Consumer behavior is a fascinating and lucrative business. Companies spend billions of dollars each year trying to predict, understand and mold consumer desire to gain leverage over the people buying — and not buying — their products. Those billions of dollars translate into the average person being on the receiving end of anywhere from 3,000 to 20,000 ads a day, and all that messaging and money are geared toward one goal: Getting into consumers’ wallets.
It’s a wildly effective undertaking — so much so, that the consumer’s full-fledged and knowledgeable participation isn’t even required. Marketers and advertisers are continuing to learn what drives consumer motivation by educational undertakings and research studies, among other initiatives. Here are five distinct ways marketing moves the mountains of consumer desire — often without the consumer even realizing it.
Affective conditioning occurs when a product is placed next to items and situations that the consumer is already likely to feel positive about. When a dish soap is shown in a television commercial along with fields of wildflowers, children laughing and plates of fried chicken, the feelings we already have regarding flowers, childhood and comfort food get transferred to the dish soap. Through affective conditioning, advertisers can create feelings around all sorts of products people would normally feel more neutral about. Studies show affective conditioning is so effective, that even in situations where consumers have been blatantly told that one product is superior to another, if the inferior product is paired with images that are positive, consumers will choose the inferior product 70 to 80 percent of the time.
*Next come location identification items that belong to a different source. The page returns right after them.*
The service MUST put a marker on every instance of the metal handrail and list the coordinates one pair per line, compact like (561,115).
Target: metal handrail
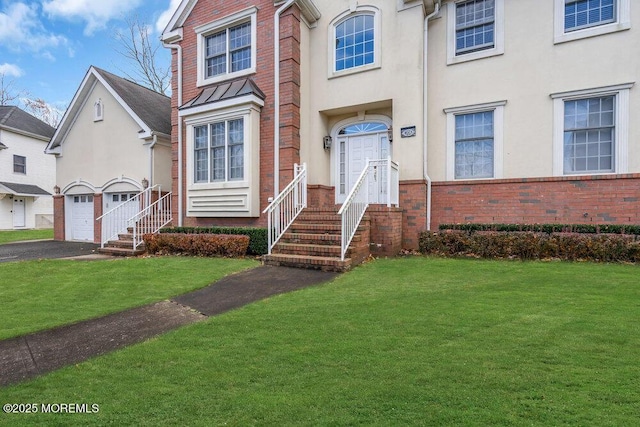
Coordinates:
(114,222)
(287,205)
(357,201)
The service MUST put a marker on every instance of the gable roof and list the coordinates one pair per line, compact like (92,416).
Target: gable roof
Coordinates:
(14,119)
(150,110)
(172,32)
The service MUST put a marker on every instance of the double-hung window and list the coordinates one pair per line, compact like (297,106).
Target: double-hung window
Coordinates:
(591,131)
(227,47)
(475,29)
(577,19)
(19,164)
(219,151)
(474,141)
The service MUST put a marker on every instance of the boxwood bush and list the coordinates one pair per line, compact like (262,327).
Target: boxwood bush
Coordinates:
(258,239)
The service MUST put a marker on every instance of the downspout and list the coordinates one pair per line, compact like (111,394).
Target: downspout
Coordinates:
(180,142)
(425,109)
(151,153)
(276,83)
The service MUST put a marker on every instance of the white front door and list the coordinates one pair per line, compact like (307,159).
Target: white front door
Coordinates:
(19,212)
(353,154)
(82,217)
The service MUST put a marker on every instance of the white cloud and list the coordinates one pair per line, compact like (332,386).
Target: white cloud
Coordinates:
(11,70)
(166,16)
(20,28)
(96,13)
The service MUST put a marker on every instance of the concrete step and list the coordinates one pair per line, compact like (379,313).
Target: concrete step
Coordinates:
(310,262)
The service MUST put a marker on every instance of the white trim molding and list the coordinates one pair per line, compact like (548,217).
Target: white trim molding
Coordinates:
(498,136)
(498,47)
(621,133)
(621,23)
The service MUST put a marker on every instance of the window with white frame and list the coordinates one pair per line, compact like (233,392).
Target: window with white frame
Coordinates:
(227,47)
(474,141)
(591,131)
(19,164)
(577,19)
(354,41)
(476,29)
(218,151)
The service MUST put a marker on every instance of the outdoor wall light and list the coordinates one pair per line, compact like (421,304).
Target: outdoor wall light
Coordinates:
(326,142)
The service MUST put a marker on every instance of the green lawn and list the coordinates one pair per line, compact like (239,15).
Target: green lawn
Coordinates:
(413,341)
(8,236)
(47,293)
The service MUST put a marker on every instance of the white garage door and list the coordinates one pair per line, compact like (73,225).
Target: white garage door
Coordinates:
(82,218)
Consumers’ emotions can get the best of them, and in fact, making an emotional connection is the primary goal of any well-executed advertising campaign. Ads, whether they’re on the radio, online, a billboard or smartphone app screen, are all trying to keep the consumer from thinking to get them to feel a desired response about a product. Most of the time, consumers become emotional without even realizing it. When they do recognize the emotional response they’re having, they’re likely to appreciate the ad even more. Here are some common ways ads provoke emotional responses from their audiences:
Stoking the fires of nostalgia
Letting emotion create a need that was previously nonexistent
Using sympathetic characters and stories
Stirring desire and envy
The Law of Pre Logic
In humans, feeling happens faster than thinking — not by much, but when you take in a commercial, the visual imagery and sounds register in your brain and elicit a pre-thinking, bodily and emotional response before your mind has even registered what the commercial is about. Humans can be firmly in the grips of sorrow or joy before the logical areas of their brains even know it, and it is in this tiny span of microseconds where advertising tries to do the bulk of its work. Before thinking occurs, feeling can happen; when an effective ad campaign generates the right emotional association in its audience before that audience even realizes its role as viewer, selling becomes a piece of cake.
Many products are marketed in such a way as to deliver an indirect message to consumers. NutriPro dog food is currently running an ad campaign with the tagline, “Life Is Hard When You’re a Fat Dog.” It features images of a chubby pooch watching more slender dogs embrace one another. While at first glance it seems the campaign is simply trying to sell a dog food that will help your dog maintain a healthier weight, the campaign is also preying on viewers’ opinions about their weight and sex appeal. Why only aim at a dog owner’s concern for his pet’s health when you can also prick his insecurity regarding his desirability at the same time? Indirect messaging sells its products — and ideas — to consumers on multiple levels.
The Role of Over Confidence
People — even people who aren’t marketers — love to talk, think and write about advertising. It really is the reason most people watch the Super Bowl, and it may have more than a little to do with America’s love affair with “Mad Men.” Many people even pride themselves on knowing they are being sold to when they watch television, listen to the radio or read online. The irony is many consumers feel that their knowledge about advertising and how it works makes them immune to it, but advertising’s mere presence is effective in influencing consumer behavior, regardless of how much thinking the consumer is doing.
Consumer behavior is a fascinating subset of human behavior. Malleable, emotional and somewhat predictable, it’s no wonder companies and their ad men spend lifetimes and fortunes trying to gain the upper hand over the competition. If consumer dollars are as up for grabs as they seem to be, by merely engaging in the act of marketing, a business will get some of them.